En ce que la non-application de la cotisation distincte est limitée aux cas dans lesquels le bénéficiaire de l'avantage de toute nature a simplement été identifié de manière univoque dans les 2 ans et 6 mois et ne vaut pas pour les cas dans lesquels le bénéficiaire a été identifié de manière univoque au-delà de ce délai, mais a été effectivement imposé dans les délais d'imposition légaux, l'article 219, alinéa 7, du CIR 1992 n'est pas compatible avec les articles 10, 11 et 172 de la Constitution.
B.7. La question préjudicielle appelle une réponse affirmative.
Partant, la cotisation distincte sur les commissions secrètes ne peut trouver à s'appliquer lorsque le bénéficiaire de l'avantage de toute nature a été effectivement imposé dans les délais d'imposition légaux.

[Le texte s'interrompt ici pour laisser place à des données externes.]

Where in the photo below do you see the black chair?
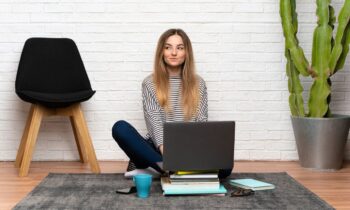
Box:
[15,38,100,176]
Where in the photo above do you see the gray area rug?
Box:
[14,173,333,210]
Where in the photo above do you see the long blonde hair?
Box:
[153,29,199,120]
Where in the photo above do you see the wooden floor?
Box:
[0,161,350,210]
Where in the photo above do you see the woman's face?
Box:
[163,34,186,68]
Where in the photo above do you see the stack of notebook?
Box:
[161,171,227,195]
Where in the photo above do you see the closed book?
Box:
[175,170,219,175]
[163,185,227,195]
[161,177,220,191]
[170,173,219,179]
[170,178,219,183]
[230,179,275,190]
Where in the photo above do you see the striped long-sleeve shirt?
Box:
[142,75,208,147]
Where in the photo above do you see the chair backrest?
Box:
[16,38,91,93]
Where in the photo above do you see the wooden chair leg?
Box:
[15,105,34,167]
[72,104,100,173]
[69,116,88,163]
[19,105,44,176]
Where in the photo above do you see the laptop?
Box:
[163,121,235,171]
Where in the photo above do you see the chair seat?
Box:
[16,90,96,108]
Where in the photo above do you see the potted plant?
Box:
[280,0,350,170]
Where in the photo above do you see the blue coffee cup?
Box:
[133,174,152,198]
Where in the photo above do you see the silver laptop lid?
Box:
[163,121,235,171]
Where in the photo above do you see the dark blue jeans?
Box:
[112,120,232,179]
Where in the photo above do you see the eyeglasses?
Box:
[231,188,255,197]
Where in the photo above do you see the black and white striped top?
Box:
[142,75,208,148]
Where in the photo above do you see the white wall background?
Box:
[0,0,350,160]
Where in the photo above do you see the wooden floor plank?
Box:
[0,161,350,210]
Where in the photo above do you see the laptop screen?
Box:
[163,121,235,171]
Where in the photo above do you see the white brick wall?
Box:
[0,0,350,160]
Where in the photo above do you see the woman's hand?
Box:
[159,144,163,155]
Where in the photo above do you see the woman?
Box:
[112,29,232,178]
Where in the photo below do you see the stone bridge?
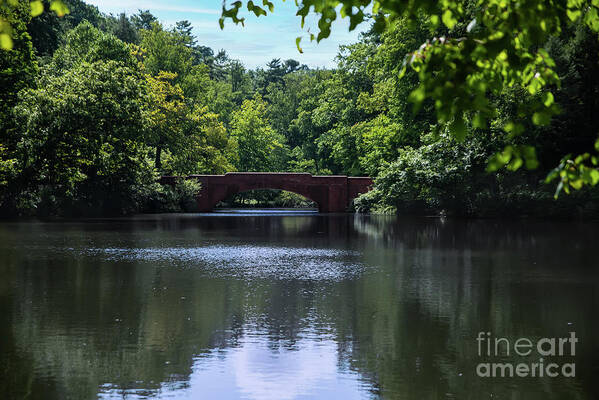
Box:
[160,172,372,212]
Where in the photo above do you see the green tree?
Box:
[220,0,599,191]
[231,94,283,171]
[140,22,192,83]
[16,61,153,213]
[0,1,38,134]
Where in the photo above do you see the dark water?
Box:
[0,212,599,400]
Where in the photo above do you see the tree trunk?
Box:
[154,146,162,171]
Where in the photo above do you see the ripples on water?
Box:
[0,210,599,400]
[85,246,364,280]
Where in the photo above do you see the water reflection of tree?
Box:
[0,217,599,399]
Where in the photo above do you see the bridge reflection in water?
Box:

Par ces motifs, la Cour dit pour droit : L'article 219, alinéa 7, du Code des impôts sur les revenus 1992 viole les articles 10, 11 et 172 de la Constitution en ce que la non-application de la cotisation distincte est limitée aux cas dans lesquels le bénéficiaire de l'avantage de toute nature a été identifié de manière univoque uniquement dans le délai de 2 ans et 6 mois et ne vaut pas pour les cas dans lesquels le bénéficiaire a été identifié de manière univoque en dehors de ce délai, mais a été effectivement imposé dans les délais d'imposition légaux.
Ainsi rendu en langue néerlandaise et en langue française, conformément à l'article 65 de la loi spéciale du 6 janvier 1989 sur la Cour constitutionnelle, le 26 septembre 2019.